Only in terms of this property, Protein G is a better affinity ligand than Protein A. However, Protein G lags behind Protein A in terms of strength of affinity and pH response. These disadvantages have impeded the use of Protein G in the industrial production of antibody drugs, despite the fact that it is widely used in laboratories. We designed an engineered Protein G molecule that has better antibody affinity and other affinity-ligand molecular properties than Protein A without losing the original affinity of the protein for all four subclasses.

The engineered protein was developed in two stages. First, the amino acid sequences were designed to stabilize the molecular structure of Protein G (first generation). Then the stabilized Protein G molecules were further modified to improve molecular recognition properties such as affinity (second generation).

In the first-generation design, the amino acid sequences were generated by inputting the atomic coordinates of wild-type (unmodified) Protein G structure into an originally developed molecular design program. According to the output from the program, several types of engineered Protein G were synthesized. All engineered Protein G molecules showed increases of 7 to 13 °C in heat resistance, 1.4 to 1.6 times increases in chemical resistance against denaturants, and 4 to 14 times increases in resistance against proteases. Because increases in the stability of a protein molecule lead to improved durability of the protein as an affinity ligand in the purification process, protein stabilization is a key to developing a low-cost system of antibody-drug production. The 3D structure of one of the engineered proteins was then determined by X-ray crystallography. In parts other than the engineered region, the atomic coordinates (3D structure of the molecule) of the protein were almost the same as those of wild-type Protein G (see Figure).

In the second-generation design, the computer model structure of a complex of the first-generation engineered Protein G and the antibody IgG₁ was built from their 3D structures. From this model, we redesigned the amino acid sequence to improve the affinity by conducting computer simulations including that of electrostatic repulsion at the contact interface between the engineered Protein G and IgG₁ within the complex. The redesigned engineered Protein G was synthesized and its properties were examined. The antibody affinity at neutrality was found to be 11 times higher, and the pH response (evaluated by comparing the affinities at neutral and acidic conditions) was 18 times that of wild-type Protein G.

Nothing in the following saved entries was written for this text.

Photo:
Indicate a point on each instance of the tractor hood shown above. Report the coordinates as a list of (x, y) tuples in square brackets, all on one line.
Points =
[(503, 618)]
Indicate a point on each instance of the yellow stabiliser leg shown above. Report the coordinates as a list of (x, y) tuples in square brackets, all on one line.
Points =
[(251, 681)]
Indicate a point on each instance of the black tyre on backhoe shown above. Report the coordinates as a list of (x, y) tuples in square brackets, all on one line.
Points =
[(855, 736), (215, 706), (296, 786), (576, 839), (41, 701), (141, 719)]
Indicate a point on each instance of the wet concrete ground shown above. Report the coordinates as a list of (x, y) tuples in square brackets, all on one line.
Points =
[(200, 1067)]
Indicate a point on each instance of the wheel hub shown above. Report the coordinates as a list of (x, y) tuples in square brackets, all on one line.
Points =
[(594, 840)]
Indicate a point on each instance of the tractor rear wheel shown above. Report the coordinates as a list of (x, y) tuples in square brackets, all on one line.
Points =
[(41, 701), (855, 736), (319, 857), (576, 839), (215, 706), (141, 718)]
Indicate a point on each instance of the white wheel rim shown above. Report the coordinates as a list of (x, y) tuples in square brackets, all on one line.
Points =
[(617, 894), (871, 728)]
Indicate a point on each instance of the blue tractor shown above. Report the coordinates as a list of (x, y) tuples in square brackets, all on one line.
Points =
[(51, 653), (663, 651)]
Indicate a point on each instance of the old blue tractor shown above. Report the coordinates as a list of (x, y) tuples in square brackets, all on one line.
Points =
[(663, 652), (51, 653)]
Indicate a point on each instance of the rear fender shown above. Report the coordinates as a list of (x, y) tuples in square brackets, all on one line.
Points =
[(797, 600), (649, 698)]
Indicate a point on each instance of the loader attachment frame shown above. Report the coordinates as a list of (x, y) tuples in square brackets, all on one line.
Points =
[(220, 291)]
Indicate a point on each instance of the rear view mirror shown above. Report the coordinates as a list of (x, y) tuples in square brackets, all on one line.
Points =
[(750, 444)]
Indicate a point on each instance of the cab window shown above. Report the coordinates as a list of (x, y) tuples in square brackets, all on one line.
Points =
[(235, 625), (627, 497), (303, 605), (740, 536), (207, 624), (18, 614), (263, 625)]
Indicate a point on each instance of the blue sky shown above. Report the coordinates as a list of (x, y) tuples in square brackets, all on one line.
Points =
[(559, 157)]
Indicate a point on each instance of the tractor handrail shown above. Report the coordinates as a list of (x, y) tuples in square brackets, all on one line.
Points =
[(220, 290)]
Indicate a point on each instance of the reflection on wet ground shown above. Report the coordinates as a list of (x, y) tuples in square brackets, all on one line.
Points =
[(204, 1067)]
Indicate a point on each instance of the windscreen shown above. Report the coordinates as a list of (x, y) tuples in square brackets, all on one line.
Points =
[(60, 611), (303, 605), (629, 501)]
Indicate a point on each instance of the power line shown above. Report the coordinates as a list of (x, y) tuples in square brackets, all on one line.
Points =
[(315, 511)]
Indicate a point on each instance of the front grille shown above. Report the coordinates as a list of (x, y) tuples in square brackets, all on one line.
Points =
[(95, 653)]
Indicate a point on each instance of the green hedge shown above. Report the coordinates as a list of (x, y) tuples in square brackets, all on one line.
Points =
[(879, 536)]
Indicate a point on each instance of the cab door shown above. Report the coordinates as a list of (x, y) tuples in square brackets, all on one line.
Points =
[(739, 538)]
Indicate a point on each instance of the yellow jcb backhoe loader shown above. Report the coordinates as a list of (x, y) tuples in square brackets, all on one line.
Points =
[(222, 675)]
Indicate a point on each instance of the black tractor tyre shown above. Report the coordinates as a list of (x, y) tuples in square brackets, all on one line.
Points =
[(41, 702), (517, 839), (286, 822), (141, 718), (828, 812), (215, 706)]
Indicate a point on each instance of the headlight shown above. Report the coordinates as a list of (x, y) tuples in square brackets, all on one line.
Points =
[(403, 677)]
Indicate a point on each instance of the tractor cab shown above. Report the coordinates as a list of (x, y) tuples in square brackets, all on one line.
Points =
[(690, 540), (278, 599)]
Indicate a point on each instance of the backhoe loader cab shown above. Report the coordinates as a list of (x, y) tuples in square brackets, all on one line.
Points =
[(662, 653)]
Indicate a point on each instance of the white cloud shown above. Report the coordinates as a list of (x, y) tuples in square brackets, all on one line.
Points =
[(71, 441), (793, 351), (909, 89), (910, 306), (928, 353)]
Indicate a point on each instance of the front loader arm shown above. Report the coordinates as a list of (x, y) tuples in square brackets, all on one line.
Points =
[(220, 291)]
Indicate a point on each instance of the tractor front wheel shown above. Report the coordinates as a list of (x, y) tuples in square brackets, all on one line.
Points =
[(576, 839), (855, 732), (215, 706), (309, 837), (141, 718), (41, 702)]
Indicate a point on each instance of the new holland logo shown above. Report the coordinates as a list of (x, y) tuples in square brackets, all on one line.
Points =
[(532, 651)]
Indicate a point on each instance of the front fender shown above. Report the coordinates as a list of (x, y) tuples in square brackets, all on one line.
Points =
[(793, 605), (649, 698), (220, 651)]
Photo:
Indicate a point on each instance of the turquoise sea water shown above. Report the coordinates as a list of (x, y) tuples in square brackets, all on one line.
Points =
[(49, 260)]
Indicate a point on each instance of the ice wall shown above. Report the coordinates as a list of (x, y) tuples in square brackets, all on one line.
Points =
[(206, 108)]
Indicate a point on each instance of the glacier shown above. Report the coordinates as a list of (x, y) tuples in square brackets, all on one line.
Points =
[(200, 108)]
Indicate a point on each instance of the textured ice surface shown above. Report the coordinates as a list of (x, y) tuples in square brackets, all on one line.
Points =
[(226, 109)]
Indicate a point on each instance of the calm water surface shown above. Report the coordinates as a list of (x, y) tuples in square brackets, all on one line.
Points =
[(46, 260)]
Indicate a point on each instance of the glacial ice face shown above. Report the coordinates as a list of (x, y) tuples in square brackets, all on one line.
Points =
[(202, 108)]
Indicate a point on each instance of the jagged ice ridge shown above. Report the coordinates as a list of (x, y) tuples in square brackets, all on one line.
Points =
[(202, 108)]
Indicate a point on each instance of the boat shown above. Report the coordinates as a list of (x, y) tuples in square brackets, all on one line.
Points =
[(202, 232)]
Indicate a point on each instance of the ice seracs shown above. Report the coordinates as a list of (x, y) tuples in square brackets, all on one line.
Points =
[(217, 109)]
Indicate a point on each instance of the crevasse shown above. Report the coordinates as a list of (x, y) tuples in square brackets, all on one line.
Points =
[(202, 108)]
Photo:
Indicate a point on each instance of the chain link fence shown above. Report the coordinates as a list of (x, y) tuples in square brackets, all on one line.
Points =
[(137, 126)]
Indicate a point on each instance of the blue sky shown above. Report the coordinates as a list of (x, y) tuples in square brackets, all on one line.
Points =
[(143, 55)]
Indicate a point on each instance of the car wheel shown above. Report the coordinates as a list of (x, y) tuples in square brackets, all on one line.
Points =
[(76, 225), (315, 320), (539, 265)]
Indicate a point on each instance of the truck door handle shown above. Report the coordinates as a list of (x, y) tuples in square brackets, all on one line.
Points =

Then the behaviors of the affinity chromatography, in which the second-generation engineered Protein G is used as an affinity ligand, were investigated by using an already approved antibody drug. The engineered protein was found to shift the pH of the peak elution of the adsorbed antibody drug to the neutral side, from pH 3.1 to pH 4.1. Because purification under moderate conditions reduces the risk of antibody-drug degradation during production, it is indispensable to enable purification to be performed under milder conditions in order to secure the quality of antibody drugs. Furthermore, the second-generation engineered Protein G was shown to have sufficient affinity for all subclasses of human IgG.

The following table summarizes the properties of Protein A, unmodified Protein G, and the second-generation engineered Protein G developed in this study. In all items, the engineered Protein G was superior to unmodified Protein G, showing that the molecular design was highly effective. The engineered Protein G was superior to Protein A in several properties and has affinity for all IgG subclasses; it is thus likely to be a feasible alternative to Protein A, which is the ligand most widely used in the purification process during the manufacture of antibody drugs.

Studies on the developed engineered Protein G will be continued with the aim of practical implementation of this molecule in the purification process during antibody-drug production. The technology will be transferred to private companies. The molecular design technology constructed will be deployed in the fields of drug design and drug production management.